Quote:
Originally Posted by clintiepoo
I'm about done trying 
|
Try this:
Spoiler:
Code:
#!/usr/bin/env python
'''
http://www.herald-review.com
'''
from calibre.web.feeds.news import BasicNewsRecipe
from calibre.ebooks.BeautifulSoup import Tag
class DecaturHerald(BasicNewsRecipe):
title = u'Herald and Review'
__author__ = u'Clint and Starson17'
description = u"Decatur, IL Newspaper"
oldest_article = 7
language = 'en'
max_articles_per_feed = 100
no_stylesheets = True
use_embedded_content = False
extra_css = '''
h1 {text-align:left;}
.updated {font-family:monospace;text-align:left;margin-bottom: 1em;}
.img {text-align:center;}
.gallery-cutline {text-align:center;font-size:smaller;font-style:italic}
.credit {text-align:right;margin-bottom:0em;font-size:smaller;}
.div {text-align:left;}
'''
cover_url = 'http://www.herald-review.com/content/tncms/live/global/resources/images/hr_logo.jpg'
keep_only_tags = [
dict(name='h1'),
dict(name='span', attrs={'class':'updated'}),
dict(name='img', attrs={'id':'img-holder'}),
dict(name='span', attrs={'id':'gallery-cutline'}),
dict(name='div', attrs={'id':'blox-story-text'})
]
remove_tags = [
dict(name='a')
]
feeds = [
(u'Local News', u'http://www.herald-review.com/search/?f=rss&c[]=news/local&sd=desc&s=start_time'),
# (u'Breaking News', u'http://www.herald-review.com/search/?f=rss&k[]=%23breaking&sd=desc&s=start_time'),
# (u'State and Regional ', u'http://www.herald-review.com/search/?f=rss&c[]=news/state-and-regional&sd=desc&s=start_time'),
# (u'Crime and courts', u'http://www.herald-review.com/search/?f=rss&c[]=news/local/crime-and-courts&sd=desc&s=start_time'),
# (u'Local Business ', u'http://www.herald-review.com/search/?f=rss&c[]=business/local&sd=desc&s=start_time'),
# (u'Editorials', u'http://www.herald-review.com/search/?f=rss&c[]=news/opinion/editorial&sd=desc&s=start_time'),
# (u'Illini News', u'http://www.herald-review.com/search/?f=rss&q=illini&sd=desc&s=start_time')
]
def preprocess_html(self,soup):
print 'the soup is: ', soup
for img_tag in soup.findAll('img'):
previousSibling_tag = img_tag.previousSibling
if previousSibling_tag.name == 'span':
new_tag = Tag(soup,'p')
new_tag.insert(0,img_tag)
previousSibling_tag.insert(1,new_tag)
return soup
I used previousSibling to find the span tag that preceded the img tag.
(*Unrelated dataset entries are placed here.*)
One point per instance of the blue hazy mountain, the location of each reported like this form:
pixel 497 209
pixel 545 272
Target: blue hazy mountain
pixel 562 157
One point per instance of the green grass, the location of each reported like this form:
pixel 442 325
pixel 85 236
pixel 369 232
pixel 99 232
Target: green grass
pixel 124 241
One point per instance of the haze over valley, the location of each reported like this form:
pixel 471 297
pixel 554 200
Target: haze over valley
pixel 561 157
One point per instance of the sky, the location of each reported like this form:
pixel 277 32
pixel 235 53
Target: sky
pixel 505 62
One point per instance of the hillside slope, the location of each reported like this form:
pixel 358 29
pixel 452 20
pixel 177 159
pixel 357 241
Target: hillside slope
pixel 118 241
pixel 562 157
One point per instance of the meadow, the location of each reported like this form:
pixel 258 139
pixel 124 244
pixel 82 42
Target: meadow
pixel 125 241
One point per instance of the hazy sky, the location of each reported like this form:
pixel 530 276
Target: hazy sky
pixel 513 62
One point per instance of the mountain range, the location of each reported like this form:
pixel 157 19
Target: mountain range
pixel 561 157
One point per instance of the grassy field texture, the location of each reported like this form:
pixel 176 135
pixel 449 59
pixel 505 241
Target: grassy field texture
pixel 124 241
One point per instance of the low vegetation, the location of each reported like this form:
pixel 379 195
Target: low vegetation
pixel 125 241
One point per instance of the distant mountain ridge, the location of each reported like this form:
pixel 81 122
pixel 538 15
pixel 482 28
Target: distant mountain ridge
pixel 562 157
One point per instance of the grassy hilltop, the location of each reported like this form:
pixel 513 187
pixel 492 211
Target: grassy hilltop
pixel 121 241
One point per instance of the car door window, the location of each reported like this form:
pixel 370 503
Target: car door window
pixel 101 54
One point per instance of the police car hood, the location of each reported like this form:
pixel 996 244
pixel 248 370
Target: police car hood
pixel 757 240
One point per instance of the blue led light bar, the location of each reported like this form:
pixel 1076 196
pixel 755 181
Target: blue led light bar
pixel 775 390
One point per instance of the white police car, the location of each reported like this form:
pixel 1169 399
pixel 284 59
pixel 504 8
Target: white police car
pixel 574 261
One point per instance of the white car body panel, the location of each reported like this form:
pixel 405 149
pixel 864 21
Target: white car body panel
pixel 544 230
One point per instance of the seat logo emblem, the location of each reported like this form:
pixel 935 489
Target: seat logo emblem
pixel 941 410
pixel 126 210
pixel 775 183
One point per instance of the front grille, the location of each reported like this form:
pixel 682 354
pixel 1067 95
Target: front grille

Since the span tag had useful text (the date), and was still in the soup, I used it as the marker and just put the img tag into it, after putting it into a p tag.
I didn't look closely at your code, but I did see it used "tag" instead of "Tag." Note the imports and the print, which you can comment out with "#".